Emirates denies receiving Dubai subsidies
Dubai's Emirates airlines, the Middle East's largest carrier, denied on Tuesday receiving government subsidies, hitting back at European claims that it was competing on the back of state aid.
"We have grown without subsidy through the success of our commercially driven business model and see no reason to apologise for what we have achieved," president Tim Clark said in a statement.
"When so many entities and economies around the world are being shored up by governments in order to survive, it is surprising to single out Emirates with unsubstantiated claims of being subsidised," he said.
Clark was responding to a fierce attack by Air France chief Pierre-Henri Gourgeon, who charged Emirates and other Gulf carriers of raising their market share through support from their governments.

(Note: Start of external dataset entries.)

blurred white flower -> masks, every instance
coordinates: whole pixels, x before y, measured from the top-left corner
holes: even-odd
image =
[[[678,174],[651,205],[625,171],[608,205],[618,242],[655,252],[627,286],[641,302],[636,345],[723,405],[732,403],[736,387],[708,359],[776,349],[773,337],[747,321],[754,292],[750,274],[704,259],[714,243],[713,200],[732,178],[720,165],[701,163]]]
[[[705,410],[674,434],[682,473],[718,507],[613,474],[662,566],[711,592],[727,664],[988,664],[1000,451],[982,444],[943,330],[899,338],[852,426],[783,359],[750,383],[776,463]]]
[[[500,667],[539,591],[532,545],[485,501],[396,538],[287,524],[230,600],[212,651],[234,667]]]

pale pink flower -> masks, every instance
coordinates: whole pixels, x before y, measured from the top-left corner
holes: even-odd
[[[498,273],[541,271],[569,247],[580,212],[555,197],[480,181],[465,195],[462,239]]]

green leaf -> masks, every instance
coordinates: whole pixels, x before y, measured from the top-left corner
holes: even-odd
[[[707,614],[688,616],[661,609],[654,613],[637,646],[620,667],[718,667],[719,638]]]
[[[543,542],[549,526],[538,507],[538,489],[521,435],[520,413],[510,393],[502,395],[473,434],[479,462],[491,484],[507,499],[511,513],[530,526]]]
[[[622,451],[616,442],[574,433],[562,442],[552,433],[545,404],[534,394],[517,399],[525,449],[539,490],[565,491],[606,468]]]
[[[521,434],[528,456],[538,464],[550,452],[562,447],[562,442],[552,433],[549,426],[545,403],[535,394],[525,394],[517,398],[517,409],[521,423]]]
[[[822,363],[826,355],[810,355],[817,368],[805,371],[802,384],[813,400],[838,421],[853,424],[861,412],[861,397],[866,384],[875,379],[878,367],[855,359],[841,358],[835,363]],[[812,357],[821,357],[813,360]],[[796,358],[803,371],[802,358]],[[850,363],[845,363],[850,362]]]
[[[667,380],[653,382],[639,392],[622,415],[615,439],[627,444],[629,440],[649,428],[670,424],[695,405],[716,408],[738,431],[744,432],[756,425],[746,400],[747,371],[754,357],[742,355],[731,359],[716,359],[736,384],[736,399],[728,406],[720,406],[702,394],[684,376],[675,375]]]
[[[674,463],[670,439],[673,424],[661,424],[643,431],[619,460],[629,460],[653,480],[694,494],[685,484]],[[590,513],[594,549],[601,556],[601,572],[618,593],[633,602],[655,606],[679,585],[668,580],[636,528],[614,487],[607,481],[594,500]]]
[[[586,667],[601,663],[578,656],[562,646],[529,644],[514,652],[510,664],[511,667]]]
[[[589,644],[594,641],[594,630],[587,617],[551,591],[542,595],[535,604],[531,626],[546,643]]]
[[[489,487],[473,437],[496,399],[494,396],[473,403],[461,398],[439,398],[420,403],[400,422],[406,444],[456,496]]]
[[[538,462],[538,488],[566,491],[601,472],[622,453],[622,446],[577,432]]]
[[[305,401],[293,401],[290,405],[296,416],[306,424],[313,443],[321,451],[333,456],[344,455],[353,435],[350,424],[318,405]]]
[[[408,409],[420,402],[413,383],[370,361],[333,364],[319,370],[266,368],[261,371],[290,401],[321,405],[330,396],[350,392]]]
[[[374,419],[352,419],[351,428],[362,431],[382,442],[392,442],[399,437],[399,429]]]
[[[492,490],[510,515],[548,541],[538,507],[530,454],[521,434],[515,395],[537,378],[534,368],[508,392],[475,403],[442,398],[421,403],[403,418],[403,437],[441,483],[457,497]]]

"When you're supported in this way you can offer the end product at very low prices," Gourgeon said in an interview with Bloomberg published on Monday. He claimed that Emirates pays very little airport charges or fuel tax at its Dubai hub and escapes many of the social charges that weigh on European companies.
Clark said the Air France chief was issuing "factually incorrect and wholly misleading statements."
"The merger of Air France and KLM has created the most dominant carrier in Europe and the notion that Emirates is taking jobs away is ludicrous," he added.
Emirates is the national carrier of Dubai, one of seven emirates that make up the United Arab Emirates. Established in 1985 with just two leased planes, the carrier now boasts a fleet of 137 aircraft, flying to 100 destinations in 60 countries.
It has turned Dubai's airport into the busiest airport in the region after becoming a major transit hub between Europe, Asia and Australia.
Neighbouring Abu Dhabi established Etihad Airways while Qatar has Qatar Airways. The three carriers are active in increasing their transatlantic and Europe passenger share through their transit routes.